There were no trees here, and consequently no birdsong, just the sound of my feet going crunch, click, squelch. The track headed Northwest and then swung gradually round to head West then Southwest, falling gradually to about 1,000 feet, then much more rapidly as it headed for a bank of forestry by the main road to Ullapool.
Across Strath More, I could see a very large plume of smoke on the hillside. The local (and indeed national) news had been carrying stories about fires raging in the area, as the unseasonably dry weather allowed the heather, bracken and grass to dry out. Some locals I talked to later were scathing about the fact that the national coverage had included brief mentions of northern Scotland, but had featured pictures of a blaze in Berkshire!
Zigzagging through the trees, I emerged at Braemore Junction, where the road for Aultbea and Gairloch leaves the Ullapool road. Here there is a car park, a telephone box and a bus shelter, although not many buses call here any more. I took the side road, as part of my cunning plan to end up on the other side of the valley from the road, as I headed North towards Ullapool.

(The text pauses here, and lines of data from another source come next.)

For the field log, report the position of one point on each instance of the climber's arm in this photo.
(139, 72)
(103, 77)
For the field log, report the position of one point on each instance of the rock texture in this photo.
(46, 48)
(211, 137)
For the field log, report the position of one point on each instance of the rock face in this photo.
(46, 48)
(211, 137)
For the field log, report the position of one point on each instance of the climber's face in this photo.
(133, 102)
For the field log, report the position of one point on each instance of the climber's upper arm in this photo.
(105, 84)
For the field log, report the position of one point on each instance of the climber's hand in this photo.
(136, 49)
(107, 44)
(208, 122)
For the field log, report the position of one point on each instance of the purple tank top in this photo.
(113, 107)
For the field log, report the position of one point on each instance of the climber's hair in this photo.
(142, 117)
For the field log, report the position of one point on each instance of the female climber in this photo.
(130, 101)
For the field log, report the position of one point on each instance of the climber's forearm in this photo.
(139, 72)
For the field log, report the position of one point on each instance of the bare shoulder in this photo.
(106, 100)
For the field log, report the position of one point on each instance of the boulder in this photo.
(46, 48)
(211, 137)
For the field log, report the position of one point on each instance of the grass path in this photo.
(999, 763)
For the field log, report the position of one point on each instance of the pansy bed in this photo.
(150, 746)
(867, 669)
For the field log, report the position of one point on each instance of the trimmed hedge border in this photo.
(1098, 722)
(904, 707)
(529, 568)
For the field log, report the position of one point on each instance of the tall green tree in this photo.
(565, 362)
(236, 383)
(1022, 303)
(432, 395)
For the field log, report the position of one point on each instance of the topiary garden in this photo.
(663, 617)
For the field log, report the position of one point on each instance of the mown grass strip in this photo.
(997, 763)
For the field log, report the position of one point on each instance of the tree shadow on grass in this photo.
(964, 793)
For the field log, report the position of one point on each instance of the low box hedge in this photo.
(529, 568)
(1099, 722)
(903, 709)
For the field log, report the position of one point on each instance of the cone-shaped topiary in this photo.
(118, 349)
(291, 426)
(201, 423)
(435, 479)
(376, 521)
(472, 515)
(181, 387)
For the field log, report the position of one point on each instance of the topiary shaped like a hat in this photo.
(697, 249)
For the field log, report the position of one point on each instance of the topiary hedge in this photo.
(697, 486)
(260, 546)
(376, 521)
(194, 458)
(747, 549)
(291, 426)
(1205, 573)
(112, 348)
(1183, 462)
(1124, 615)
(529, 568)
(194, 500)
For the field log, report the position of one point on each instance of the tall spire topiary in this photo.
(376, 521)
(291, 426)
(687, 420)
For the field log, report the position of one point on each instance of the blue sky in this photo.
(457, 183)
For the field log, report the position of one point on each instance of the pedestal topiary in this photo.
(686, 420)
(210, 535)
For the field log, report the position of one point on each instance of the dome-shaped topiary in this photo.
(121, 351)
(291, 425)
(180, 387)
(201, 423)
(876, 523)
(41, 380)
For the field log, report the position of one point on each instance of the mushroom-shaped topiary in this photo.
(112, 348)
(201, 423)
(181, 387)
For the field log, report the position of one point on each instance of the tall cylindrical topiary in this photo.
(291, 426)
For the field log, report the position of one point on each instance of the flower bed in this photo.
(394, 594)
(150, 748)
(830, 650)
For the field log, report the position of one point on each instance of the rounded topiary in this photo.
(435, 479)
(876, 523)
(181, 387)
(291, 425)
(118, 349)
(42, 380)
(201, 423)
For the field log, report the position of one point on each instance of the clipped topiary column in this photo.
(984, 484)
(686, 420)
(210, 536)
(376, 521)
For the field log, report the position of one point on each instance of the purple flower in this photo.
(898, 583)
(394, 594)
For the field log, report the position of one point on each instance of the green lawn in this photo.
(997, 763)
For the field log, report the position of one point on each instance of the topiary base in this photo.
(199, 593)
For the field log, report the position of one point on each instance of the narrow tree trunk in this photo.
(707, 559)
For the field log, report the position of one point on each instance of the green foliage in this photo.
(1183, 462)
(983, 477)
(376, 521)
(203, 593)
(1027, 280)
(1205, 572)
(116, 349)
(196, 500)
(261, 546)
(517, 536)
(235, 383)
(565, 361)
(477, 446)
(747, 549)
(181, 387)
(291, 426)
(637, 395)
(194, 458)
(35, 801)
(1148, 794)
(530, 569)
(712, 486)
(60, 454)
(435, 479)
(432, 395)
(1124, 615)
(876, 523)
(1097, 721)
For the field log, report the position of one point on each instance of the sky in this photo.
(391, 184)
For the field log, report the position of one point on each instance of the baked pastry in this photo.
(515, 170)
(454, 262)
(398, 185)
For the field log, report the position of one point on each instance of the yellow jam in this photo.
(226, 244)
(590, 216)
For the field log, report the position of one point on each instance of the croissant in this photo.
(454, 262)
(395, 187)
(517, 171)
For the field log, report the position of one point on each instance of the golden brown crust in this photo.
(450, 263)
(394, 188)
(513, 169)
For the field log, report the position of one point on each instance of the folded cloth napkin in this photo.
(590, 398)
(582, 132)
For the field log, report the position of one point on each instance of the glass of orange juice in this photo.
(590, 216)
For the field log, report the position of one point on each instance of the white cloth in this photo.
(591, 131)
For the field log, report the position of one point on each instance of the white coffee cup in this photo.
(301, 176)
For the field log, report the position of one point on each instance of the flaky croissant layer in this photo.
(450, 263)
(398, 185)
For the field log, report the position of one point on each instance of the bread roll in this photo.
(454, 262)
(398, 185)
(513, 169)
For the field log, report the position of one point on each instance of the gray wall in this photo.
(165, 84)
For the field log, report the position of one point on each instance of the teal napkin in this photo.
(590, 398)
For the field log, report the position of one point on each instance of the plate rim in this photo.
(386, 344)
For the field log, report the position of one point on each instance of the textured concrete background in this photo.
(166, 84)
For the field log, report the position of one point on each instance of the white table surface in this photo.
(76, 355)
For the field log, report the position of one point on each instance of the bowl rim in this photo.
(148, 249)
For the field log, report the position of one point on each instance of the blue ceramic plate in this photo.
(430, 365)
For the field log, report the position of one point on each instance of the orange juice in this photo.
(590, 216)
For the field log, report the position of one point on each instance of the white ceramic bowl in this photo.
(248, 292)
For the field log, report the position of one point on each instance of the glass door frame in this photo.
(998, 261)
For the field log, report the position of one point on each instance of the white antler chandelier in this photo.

The young River Broom, which flows in Loch Brrom (Ullapool's home loch) is fed by two burns, one of which I crossed on the road bridge. I passed the car park for the Corrieshalloch Gorge and Falls, a National Trust for Scotland site. I reckoned that the water shortage might have made the falls a bit weedy, so I pressed on along the road for about half a mile, reaching a car park with panoramic views down the strath towards Loch Broom.
A further two miles on, a footbridge crosses the second burn, but I reckoned I might get across without this diversion, so I left the road and descended steeply across a wet hillside to reach the burn near a small hydro-electric station, disguised to look like an agricultural building (sometimes they pretend to be houses). I idly wondered whether there might be a bridge or dam to help me across the burn, but there wasn't. But the burn was liberally dotted with nice flattish roocks, and I soon identified a group of them which would serve as stepping-stones.
I sat by the water to eat my lunch, before picking up a farm track which ambles peacefully down the West side of the valley, while the traffic thunders down the East side. The only distubance came from a few militant sheep, protesting about my proximity to their new-born lambs (the lambs only seemed to mind when their mothers told them they should).
I joined a public road at a small collection of houses called Croftown, turning right to cross the valley, cross the River Broom on a road bridge, and trotted along the main road for a short while to reach Inverlael, where tomorrow's jaunt would begin.
I was staying a second night at Aultguish, so I need to thumb a lift back. This took about 10 seconds, and I enjoyed a good chat with a very nice delivery van-driver, on his homeward run to Inverness.